David Fair: In constructing a new transportation future, a number of energy sources are being studied and utilized--among them, hydrogen. This is 89 one WEMU. And I'm David Fair with another edition of Issues of the Environment. Michigan stands to benefit from federal money that is being made available for the creation of "hydrogen hubs." And the University of Michigan has worked to create an avenue to secure some of those funds by creating a hydrogen roadmap. Our guest today is Greg Keoleian, and he serves as director of the Center for Sustainable Systems in the School for Environment and Sustainability. And thank you for making the time, and good to have you back on WEMU.

Greg Keoleian: Well, I look forward to our conversation, David.

David Fair: The U.S. Department of Energy this month announced $7 billion of investment to fund regional hydrogen hubs. These so-called "H2 hubs," at some point in the future, will dot the landscape across the country. For someone dedicating their professional life to sustainability, what was your reaction to that announcement?

Greg Keoleian: Well, this is a very important investment because hydrogen can play an important role in helping accelerate the clean energy transition and bring about climate solutions.

David Fair: So, at the Center for Sustainable Systems, you've been studying hydrogen as part of the shift away from fossil fuels. Where do you see the greatest potential for impact in our transportation sector with use of hydrogen?

Greg Keoleian: Well, hydrogen can play an important role in decarbonizing vehicles, particularly those that are difficult to convert to battery electric vehicles because of batteries, weight, payload and range. And refueling time constraints. So, there is really an opportunity with regard to medium and heavy-duty vehicles to deploy hydrogen for transportation. Light-duty vehicles, for example, are more efficient to use clean electricity from renewables and nuclear to decarbonize, whereas with heavy-duty vehicles, you have these constraints where hydrogen can be deployed both either through combustion or with fuel cells.
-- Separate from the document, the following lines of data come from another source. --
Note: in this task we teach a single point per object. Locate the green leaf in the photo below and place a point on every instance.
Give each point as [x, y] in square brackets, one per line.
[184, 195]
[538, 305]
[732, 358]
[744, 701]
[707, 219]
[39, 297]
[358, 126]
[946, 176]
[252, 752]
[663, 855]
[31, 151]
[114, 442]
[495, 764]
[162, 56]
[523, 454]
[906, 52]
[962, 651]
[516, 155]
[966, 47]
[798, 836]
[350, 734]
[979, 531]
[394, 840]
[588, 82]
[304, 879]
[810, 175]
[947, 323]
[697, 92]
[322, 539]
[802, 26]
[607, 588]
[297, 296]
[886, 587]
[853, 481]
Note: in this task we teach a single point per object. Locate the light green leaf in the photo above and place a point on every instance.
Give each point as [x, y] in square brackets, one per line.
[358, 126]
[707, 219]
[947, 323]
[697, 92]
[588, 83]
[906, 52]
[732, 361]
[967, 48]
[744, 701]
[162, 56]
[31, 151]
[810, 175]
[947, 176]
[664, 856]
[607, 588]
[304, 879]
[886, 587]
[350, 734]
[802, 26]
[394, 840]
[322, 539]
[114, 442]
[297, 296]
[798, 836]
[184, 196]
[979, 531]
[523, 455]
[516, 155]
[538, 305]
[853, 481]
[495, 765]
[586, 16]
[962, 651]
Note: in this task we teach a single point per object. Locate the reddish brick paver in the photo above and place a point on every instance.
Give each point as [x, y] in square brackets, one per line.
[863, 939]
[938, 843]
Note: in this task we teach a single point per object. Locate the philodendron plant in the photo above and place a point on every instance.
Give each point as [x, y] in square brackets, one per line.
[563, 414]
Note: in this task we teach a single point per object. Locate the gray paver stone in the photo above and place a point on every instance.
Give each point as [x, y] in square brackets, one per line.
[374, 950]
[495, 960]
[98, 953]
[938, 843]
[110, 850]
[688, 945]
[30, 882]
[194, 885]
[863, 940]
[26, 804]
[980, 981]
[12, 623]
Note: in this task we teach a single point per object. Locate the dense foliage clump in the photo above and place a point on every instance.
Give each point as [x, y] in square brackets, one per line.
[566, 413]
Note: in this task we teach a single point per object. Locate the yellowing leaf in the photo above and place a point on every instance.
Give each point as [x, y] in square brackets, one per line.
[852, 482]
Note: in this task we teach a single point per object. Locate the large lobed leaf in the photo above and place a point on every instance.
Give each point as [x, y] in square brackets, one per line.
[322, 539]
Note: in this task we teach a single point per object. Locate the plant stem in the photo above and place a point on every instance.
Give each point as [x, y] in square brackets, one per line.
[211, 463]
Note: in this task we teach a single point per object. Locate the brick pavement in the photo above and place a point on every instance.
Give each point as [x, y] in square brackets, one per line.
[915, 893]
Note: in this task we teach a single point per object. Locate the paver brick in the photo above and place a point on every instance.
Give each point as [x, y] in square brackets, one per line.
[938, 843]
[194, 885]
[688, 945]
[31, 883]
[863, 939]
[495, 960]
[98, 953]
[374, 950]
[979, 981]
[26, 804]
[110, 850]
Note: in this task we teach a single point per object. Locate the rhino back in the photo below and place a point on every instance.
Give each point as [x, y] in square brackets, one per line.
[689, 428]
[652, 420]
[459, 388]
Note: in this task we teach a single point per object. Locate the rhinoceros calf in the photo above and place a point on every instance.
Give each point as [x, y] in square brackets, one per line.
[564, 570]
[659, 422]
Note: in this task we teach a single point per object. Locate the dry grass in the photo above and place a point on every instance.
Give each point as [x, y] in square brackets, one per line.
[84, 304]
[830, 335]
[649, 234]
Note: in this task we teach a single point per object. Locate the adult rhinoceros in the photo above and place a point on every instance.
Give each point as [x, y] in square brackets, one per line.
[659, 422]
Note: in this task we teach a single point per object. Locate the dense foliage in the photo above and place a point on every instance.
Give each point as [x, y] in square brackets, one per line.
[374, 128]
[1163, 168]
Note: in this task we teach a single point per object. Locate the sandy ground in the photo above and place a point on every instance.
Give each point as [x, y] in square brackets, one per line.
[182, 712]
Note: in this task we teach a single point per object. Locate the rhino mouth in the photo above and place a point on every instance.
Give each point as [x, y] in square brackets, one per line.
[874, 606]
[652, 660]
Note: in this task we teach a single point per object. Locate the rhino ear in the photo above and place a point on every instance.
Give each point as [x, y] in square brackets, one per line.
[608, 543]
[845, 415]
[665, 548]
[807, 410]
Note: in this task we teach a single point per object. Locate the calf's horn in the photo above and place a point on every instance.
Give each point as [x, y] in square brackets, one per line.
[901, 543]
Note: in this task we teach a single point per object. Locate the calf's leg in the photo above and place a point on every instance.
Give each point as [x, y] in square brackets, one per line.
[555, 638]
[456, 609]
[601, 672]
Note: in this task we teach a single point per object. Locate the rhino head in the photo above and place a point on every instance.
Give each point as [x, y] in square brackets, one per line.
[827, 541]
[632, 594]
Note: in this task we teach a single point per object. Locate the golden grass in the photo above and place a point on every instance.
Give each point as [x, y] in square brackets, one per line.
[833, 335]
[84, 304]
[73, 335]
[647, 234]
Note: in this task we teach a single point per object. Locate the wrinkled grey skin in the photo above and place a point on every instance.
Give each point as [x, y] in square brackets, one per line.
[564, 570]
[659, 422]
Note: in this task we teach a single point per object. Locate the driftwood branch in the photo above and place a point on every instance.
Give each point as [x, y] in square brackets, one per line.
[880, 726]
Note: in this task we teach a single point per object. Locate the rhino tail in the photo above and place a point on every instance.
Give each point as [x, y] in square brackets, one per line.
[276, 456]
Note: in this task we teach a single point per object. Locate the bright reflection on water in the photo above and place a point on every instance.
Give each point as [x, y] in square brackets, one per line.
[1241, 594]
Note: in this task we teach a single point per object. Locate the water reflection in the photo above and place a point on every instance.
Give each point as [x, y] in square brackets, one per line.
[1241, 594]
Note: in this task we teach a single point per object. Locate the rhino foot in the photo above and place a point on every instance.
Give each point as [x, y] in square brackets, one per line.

David Fair: So, one of the great things about hydrogen is that its availability is almost limitless, but it is also highly flammable. Is it any more or less dangerous than using oil or gasoline for use in personal or public transportation vehicles?

Greg Keoleian: So, there needs to be caution in terms of the system for transporting it or storing it. But gasoline, as you know, is very flammable and combustible.

David Fair: And we see that all too often. Yeah.

Greg Keoleian: Right.

David Fair: 89 one WEMU's Issues of the Environment continues with Greg Keoleian. He is director of the Center for Sustainable Systems at the University of Michigan. Even though hydrogen produces no vehicle emissions other than water vapor, 96% of the hydrogen produced around the world does use coal and natural gas in the process. So, that being the case, can we really call hydrogen green?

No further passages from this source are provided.